Over the years, members of my family came to know that “Stardust” was the wedding song of my dear, late Aunt Mary and Uncle Al. It’s one of the deepest ironies I can imagine that the eight-times-married Shaw provided the great background music for more than six decades of married life for the most devoted couple I’ve ever known.
Additionally, Shaw, like my aunt and uncle, lived into his 90s with all his faculties intact—meaning that this restless musical taskmaster, who walked away from the music business for good in 1954, heard this major hit of his played for another five decades after he laid his instrument down for good.
In Stardust Memories: A Biography of 12 of America’s Most Popular Songs, music critic Will Friedwald traces the genesis of the Carmichael-Parish tune (Carmichael, then a restless, unhappy lawyer, was inspired one night at a local campus watering hole by the memory of a past love to sit down and write the melody), as well as its innumerable pop vocal and instrumental versions.

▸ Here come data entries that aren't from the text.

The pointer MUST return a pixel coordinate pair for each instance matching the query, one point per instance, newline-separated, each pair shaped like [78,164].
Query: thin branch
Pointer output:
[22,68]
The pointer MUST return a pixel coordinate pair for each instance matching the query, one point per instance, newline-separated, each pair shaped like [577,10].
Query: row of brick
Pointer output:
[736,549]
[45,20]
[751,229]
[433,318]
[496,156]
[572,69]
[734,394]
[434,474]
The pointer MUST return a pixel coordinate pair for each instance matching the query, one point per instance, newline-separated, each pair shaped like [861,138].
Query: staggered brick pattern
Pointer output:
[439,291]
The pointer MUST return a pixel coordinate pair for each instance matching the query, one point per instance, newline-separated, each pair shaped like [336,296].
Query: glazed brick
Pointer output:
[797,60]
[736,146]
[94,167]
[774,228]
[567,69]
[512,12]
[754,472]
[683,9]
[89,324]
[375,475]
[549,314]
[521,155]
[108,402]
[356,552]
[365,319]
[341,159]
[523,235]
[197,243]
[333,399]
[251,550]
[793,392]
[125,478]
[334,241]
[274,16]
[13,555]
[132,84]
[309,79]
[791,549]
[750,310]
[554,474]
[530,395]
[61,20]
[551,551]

Isha Jones’ first pop recording of the song (1930) set off a floodtide of interpretations. You name it--virtually every big band of the Depression Era played it--Benny Goodman, Fletcher Henderson, Jimmy Lunceford, Tommy Dorsey, and Glenn Miller.
Shaw himself had recorded it in 1938. But a year later, now with one of those different versions of his ensemble that he kept formatting every couple of years, as his ability to cope with fame waxed and waned, Shaw felt he could lead his so-called “West Coast Orchestra” through another version of the song, this time for Victor Records.The result was, according to this bandleader who was never shy about (literally) tooting his own horn, “the definitive big-band version of ‘Star Dust.’” (Note: The song title was originally two words before being shortened into its present one-word form.)
I don’t think my aunt and uncle would have minded Shaw’s immodesty in the least. More than five decades later, at a celebration of their anniversary, they were caught up again in the song’s romantic swirl, just as they had been around the time they met.Time has claimed these two people who loved each other so much, along with many of those who loved them as well. I am left thinking of their slow, happy movement around the dance floor, and Parish’s lyric echoing in my head: “But that was long ago--now my consolation is in the stardust of a song.”